Clinical Case For Discussion: A 59-year-old male is undergoing a sigmoid colectomy. Twenty minutes after surgery begins, the peak inspiratory pressure on the ventilator rises to 50 cm H2O, and the systolic blood pressure reading on your vital signs monitor drops to 70. What do you do?
Discussion: You begin by rechecking the ABC’s of Airway, Breathing, and Circulation. You suction the endotracheal tube to be sure it is patent. It is. You squeeze the bag and listen to the lungs to make sure both lungs are ventilated. They are, but there are diffuse wheezes. You recheck the blood pressure device in the stat mode. The repeat blood pressure is unchanged. You feel for peripheral pulses, and they are not palpable. Heart tones are present, but the rate is 140 beats per minute. The oxygen saturation is 70%. There are no acute ST changes on the ECG. The exposed skin is normal.
You need a diagnosis to make the appropriate therapy. This is the acute onset of a multi-system disorder, with bronchospasm and hypotension, in a previously healthy patient. There are not many conditions that cause both acutely, and I want you to think of anaphylaxis early on. A differential diagnosis includes:
(1) an acute myocardial infarction, with left heart failure and pulmonary edema,
(2) acute septic shock, or
(3) airway occlusion or acute asthma with decreased ventilation and cardiac dysfunction. The absence of ST changes, arrhythmias, rales, or gallop make the first unlikely, the second is very uncommon, and respiratory dysfunction is not likely to cause hypotension.
At the beginning of any surgery, multiple drugs including anesthetics, muscle relaxants, narcotics, and antibiotics are given in a short time period.
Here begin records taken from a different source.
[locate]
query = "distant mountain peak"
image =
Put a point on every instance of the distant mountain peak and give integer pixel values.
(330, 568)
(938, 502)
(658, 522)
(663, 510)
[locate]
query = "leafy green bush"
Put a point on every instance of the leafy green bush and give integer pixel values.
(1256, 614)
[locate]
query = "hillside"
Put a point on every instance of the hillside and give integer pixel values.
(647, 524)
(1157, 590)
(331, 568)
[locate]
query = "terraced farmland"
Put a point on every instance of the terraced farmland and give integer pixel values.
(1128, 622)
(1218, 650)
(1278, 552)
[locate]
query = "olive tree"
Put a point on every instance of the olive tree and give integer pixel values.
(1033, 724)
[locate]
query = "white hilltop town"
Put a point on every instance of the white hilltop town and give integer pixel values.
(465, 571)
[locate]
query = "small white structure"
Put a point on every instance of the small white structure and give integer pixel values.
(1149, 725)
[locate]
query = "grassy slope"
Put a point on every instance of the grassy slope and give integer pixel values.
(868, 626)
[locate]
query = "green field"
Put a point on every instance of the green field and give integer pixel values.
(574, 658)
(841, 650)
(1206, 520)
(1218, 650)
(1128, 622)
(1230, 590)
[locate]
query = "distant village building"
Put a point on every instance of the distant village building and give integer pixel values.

The identity of which drug is causing the allergic reaction is often impossible to determine. Anaphylaxis secondary to latex exposure from surgeon’s gloves has also been reported.
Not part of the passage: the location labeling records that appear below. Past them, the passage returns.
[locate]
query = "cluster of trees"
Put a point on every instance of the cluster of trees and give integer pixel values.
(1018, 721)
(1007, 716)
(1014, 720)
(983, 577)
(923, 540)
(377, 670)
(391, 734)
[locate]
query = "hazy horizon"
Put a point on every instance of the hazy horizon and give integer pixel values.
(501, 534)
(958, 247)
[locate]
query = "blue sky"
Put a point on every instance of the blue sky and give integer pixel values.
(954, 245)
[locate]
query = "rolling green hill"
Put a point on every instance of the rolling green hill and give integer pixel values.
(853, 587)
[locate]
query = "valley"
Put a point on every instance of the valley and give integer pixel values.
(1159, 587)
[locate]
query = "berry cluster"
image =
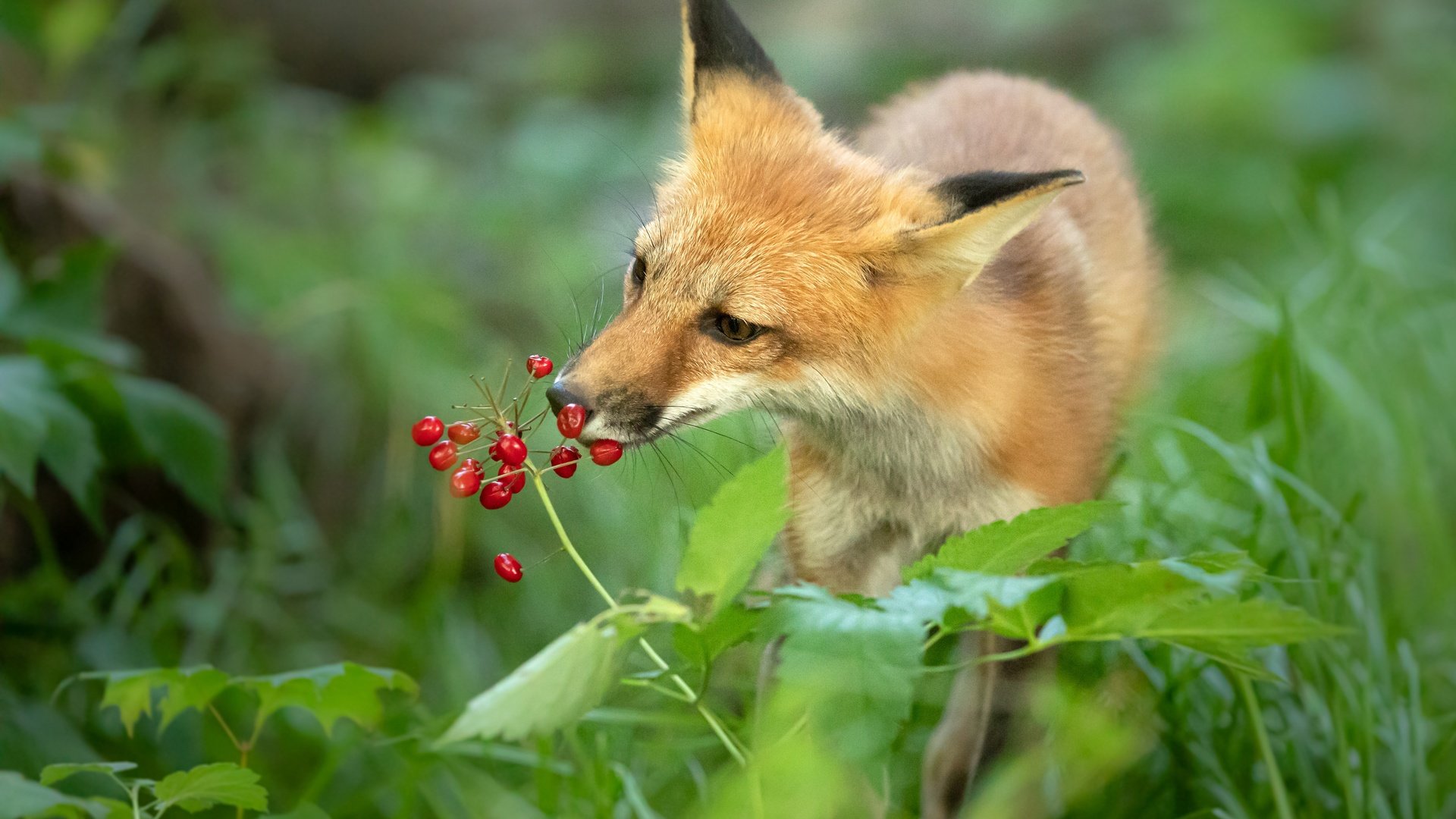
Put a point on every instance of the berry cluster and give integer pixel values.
(507, 447)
Regardless of the cause of the anaphylaxis, the treatment will be the same.
Anesthetic drugs are stopped, 100% oxygen is administered, and a bolus of intravenous fluid is given. Treatment must include intravenous epinephrine. Other causes of hypotension can be treated with dopamine or phenylephrine, but anaphylaxis will not respond to these drugs. Bronchospasm can be treated with inhaled bronchodilators such as albuterol, but this will have little effect in anaphylaxis.
Prompt epinephrine therapy is crucial. The dose of epinephrine is important. The 1 mg. ampule of epinephrine needs to be diluted. Treatment is begun in 10 to 100 microgram increments, and increased as needed. The response should be immediate, with increase in systemic vascular resistance, blood pressure, and improvement in bronchospasm and oxygen saturation. An epinephrine infusion may be needed to maintain vital signs. An arterial line and central venous catheter are inserted. Adjunct drugs such as steroids, diphenhydramine, and an H-2 blocker are given intraveously.
The surgery is quickly ended. The patient is transferred to the ICU, with the trachea still intubated. An excellent textbook reference on this topic is Benumof and Saidman, Anesthesia and Perioperative Complications, 1999, pp 409 – 420.
Anaphylaxis during general anesthesia can cause a fatal outcome even in ASA I and ASA II patients. In 27 years of anesthesia, I have had 4 cases of anaphylaxis. In these 4 episodes the offending drugs were (1) protamine, (2) intravenous contrast dye, (3) vecuronium, and (4) an unidentified drug. The first time I witnessed this syndrome, it took me a long time to make the diagnosis. I delayed the epinephrine therapy, and the patient had no response to phenylephrine, IV fluid boluses, and prayers for her to get better. In subsequent cases, early epinephrine therapy led to excellent outcomes.
If you were to ask graduating anesthesia residents what is likely to be the case of their career, most would probably say some big heart/thoracic/neuro/zebra type of case. This case shows that it may be some typical case, where something bad happened when they were least expecting it.